Inspiration

Small businesses lose an estimated $75 billion a year from missed phone calls. Barbershops, salons, clinics. They're too busy with clients to pick up the phone. Callers don't leave voicemails. They just move on. We wanted to fix that with a voice AI agent that handles the entire front desk experience over the phone. Not a chatbot, not a form. A real phone conversation.

What it does

FrontDeskAI is an AI-powered voice receptionist. Customers call a real phone number and have a natural conversation with Clara, our AI agent. She can:

  • Book appointments: collects name, service, date, checks available slots, and confirms
  • Cancel appointments: verifies the caller by phone number and cancels their booking
  • Reschedule: cancels the old slot and walks the caller through rebooking
  • Speak any language: responds in whatever language the caller speaks

Every booking instantly appears on a real-time dashboard where the business can manage appointment statuses.

How we built it

  • ElevenLabs Conversational AI powers the voice agent (Clara) with natural speech and tool-calling capabilities
  • Twilio provides the phone number, connected directly through ElevenLabs telephony
  • Next.js 16 (App Router) serves both the frontend dashboard and the API webhook endpoints that the agent calls
  • Firebase Firestore stores all appointments with real-time sync to the dashboard
  • Vercel hosts the entire application
  • Cursor was used to build the entire project

The agent's system prompt and tool definitions are version-controlled in the repo, while the live configuration runs on ElevenLabs.

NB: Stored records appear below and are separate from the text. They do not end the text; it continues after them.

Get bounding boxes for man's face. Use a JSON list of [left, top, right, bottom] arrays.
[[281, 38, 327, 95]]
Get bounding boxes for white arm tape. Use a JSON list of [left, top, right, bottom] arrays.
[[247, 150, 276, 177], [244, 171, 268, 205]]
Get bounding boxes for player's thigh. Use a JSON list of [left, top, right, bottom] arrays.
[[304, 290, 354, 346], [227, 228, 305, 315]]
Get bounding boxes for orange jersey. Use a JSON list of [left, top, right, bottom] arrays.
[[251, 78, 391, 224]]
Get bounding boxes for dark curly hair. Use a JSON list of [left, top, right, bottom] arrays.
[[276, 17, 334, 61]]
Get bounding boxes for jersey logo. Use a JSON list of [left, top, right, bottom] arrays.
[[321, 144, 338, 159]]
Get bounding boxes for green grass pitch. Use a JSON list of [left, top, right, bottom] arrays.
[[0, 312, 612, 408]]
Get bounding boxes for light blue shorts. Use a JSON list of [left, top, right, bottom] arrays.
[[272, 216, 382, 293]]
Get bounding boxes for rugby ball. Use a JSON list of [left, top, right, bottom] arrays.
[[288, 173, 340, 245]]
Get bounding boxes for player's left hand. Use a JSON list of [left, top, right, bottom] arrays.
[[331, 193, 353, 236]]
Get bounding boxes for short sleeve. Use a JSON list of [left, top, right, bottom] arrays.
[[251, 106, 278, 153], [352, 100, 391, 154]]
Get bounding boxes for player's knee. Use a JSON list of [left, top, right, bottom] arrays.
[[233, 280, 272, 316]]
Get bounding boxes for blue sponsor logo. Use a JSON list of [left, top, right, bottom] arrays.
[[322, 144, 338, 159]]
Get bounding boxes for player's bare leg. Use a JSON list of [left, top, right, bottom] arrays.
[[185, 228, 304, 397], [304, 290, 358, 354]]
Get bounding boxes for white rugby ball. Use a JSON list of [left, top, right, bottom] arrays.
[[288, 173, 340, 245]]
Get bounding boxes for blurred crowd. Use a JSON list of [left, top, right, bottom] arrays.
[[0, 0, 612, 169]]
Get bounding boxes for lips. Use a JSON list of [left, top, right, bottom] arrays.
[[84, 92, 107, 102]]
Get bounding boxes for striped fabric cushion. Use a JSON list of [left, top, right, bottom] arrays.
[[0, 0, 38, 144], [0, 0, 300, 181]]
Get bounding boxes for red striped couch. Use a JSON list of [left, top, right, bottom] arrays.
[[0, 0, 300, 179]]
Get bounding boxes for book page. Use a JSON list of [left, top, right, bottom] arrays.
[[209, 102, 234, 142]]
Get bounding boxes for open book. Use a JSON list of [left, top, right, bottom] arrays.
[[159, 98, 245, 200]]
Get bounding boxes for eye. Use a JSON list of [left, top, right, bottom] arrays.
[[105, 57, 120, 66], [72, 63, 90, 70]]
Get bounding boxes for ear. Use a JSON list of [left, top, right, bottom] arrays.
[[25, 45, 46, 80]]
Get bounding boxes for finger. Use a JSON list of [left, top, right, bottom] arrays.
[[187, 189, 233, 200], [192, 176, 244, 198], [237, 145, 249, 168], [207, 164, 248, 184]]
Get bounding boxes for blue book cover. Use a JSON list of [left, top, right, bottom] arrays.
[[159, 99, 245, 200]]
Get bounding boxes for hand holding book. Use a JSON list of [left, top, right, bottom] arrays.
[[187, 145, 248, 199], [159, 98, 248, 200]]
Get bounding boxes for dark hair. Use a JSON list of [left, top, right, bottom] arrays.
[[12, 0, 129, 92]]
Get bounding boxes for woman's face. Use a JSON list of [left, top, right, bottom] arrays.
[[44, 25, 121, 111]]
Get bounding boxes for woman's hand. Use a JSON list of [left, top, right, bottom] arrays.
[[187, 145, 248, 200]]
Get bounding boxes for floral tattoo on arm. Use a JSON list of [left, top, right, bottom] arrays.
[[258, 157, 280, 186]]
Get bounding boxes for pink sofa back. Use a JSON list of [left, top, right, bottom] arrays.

Three webhook endpoints handle the core logic: check-availability returns open 30-minute slots for a given day, book-appointment validates and saves the booking, and cancel-appointment looks up and cancels by phone number.

Challenges we faced

  • ElevenLabs tool schema: the webhook tool format isn't well-documented. We reverse-engineered it from a working project to get the exact JSON structure right.
  • Timezone bugs: date validation was silently using UTC, which rejected valid local-time bookings after midnight UTC. Fixed by using date-fns-tz with America/Toronto everywhere.
  • Preventing double bookings: initially the agent would book without checking. We added a check-availability endpoint that returns all open slots for the day, so the agent reads them out and the caller picks one.
  • Agent confusion with language switching: early prompts caused the agent to switch languages based on perceived accents. Simplified the instruction to only switch when the caller explicitly speaks a different language.

What we learned

  • Voice agents need different UX thinking than chatbots. Error messages need to be short and spoken naturally, not JSON-style.
  • Phone number is the best identifier for caller verification. No need for booking IDs or passwords.
  • Hardcoding business config in a single file made iteration extremely fast. One file change updates the agent, the API validation, and the dashboard simultaneously.